Camus’ understanding of the German mindset at the time was one that favored brute force and greatness over all else. This perspective is one Camus fought against his entire life. Greatness was of no interest to Camus if the means by which it was attained violated his moral and ethical predispositions.
The essay begins:
You said to me: “The greatness of my country is priceless. Anything is good that contributes to its greatness. And in a world where everything has lost its meaning, those who, like us young Germans, are lucky enough to find a meaning in the destiny of our nation must sacrifice everything else.” I loved you then, but at that point we diverged. “No,” I told you, “I cannot believe that everything must be subordinated to a single end. There are means that cannot be excused. And I should like to be able to love my country and still love justice. I don’t want just any greatness for it, particularly a greatness born of blood and falsehood. I want to keep it alive by keeping justice alive.”
There’s so much to extract from this small paragraph.
Just as the German friend mentions, we are all living in a world that appears to have lost its meaning. In other words, there’s no objective meaning. And if even if there is, it’s inaccessible to the human mind. But this doesn’t mean that we can’t make meaning.
This is just what the German friend does. He creates meaning by suggesting that “anything is good that contributes” to Nazi Germany’s greatness. Presumably, this includes the Holocaust and the slaughter of innocent civilians. In other words, the end justifies the means for Germany.
But this isn’t just the opinion of the Frenchman. It’s the view of Camus and what he presumes to be the general position of France. The Frenchman replies that there are means that cannot be excused on the way to greatness. Though he doesn’t lay all of them out, one of the concepts repeatedly mentioned is justice.
Camus consistently calls attention to the inability of Germany to adhere to any form of justice. Germany is willing to lay waste to the whole of Europe so long as it secures their superiority. There was no other country in Europe willing to decimate their neighbor for mere political power. And France was at the top of this list.
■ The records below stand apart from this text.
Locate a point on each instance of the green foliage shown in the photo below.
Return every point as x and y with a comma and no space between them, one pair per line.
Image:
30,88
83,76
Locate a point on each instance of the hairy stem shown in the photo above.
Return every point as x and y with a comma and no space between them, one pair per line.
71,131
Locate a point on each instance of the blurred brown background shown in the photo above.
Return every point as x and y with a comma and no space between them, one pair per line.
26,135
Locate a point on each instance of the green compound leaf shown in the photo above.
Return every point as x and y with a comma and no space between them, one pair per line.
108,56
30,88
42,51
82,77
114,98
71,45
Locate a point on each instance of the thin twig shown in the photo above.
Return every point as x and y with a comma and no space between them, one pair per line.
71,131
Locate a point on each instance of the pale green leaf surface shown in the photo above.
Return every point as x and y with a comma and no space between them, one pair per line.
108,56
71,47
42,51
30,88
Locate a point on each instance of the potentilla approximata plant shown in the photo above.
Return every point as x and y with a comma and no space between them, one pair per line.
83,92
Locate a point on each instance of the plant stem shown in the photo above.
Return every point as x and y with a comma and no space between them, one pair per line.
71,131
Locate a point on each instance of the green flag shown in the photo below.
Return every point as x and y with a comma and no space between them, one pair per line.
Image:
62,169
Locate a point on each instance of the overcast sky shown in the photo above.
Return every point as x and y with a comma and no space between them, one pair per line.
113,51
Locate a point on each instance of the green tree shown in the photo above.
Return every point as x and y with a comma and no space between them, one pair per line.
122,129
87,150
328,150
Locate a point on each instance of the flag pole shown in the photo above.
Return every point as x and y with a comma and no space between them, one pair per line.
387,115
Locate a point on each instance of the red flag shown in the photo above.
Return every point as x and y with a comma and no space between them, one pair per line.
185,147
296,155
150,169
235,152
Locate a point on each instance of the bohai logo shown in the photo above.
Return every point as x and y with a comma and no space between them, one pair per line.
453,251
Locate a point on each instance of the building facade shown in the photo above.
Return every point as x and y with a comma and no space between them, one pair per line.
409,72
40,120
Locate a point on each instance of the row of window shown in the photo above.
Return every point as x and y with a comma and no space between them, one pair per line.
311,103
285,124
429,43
The idea of excusing potentially evil means for a potentially great end has its political uses, to be sure, but there’s also something to be said for means and ends as they relate to the individual.
In a world where objective meaning has melted into oblivion, it can be easy to take on an egoist perspective. To surrender civic duty for selfish aspirations.
Since nothing really matters in the end, we might as well do anything and everything we want. This is the mindset of the egoist. It was also the mindset of the Germans.
It’s a strange type of hedonism. But Camus, surmising that no objective meaning was within the individual’s grasp, never gave into the hedonistic temptation. He never surrendered his morals and ethics because, for him, there was nothing greater.
For Camus, there were still unshakable virtues that every individual ought to value. Among them were justice, happiness, love, selflessness, and beauty. There was metaphysically or ontologically higher than these virtues. And even if God was discovered to exist, we would only discover than He was nothing more than the absolute embodiment of these unshakable virtues.
But even if God has silently slipped behind the curtain of the cosmos, it doesn’t follow that suddenly there’s no meaning. It only means that it’s on us to make meaning.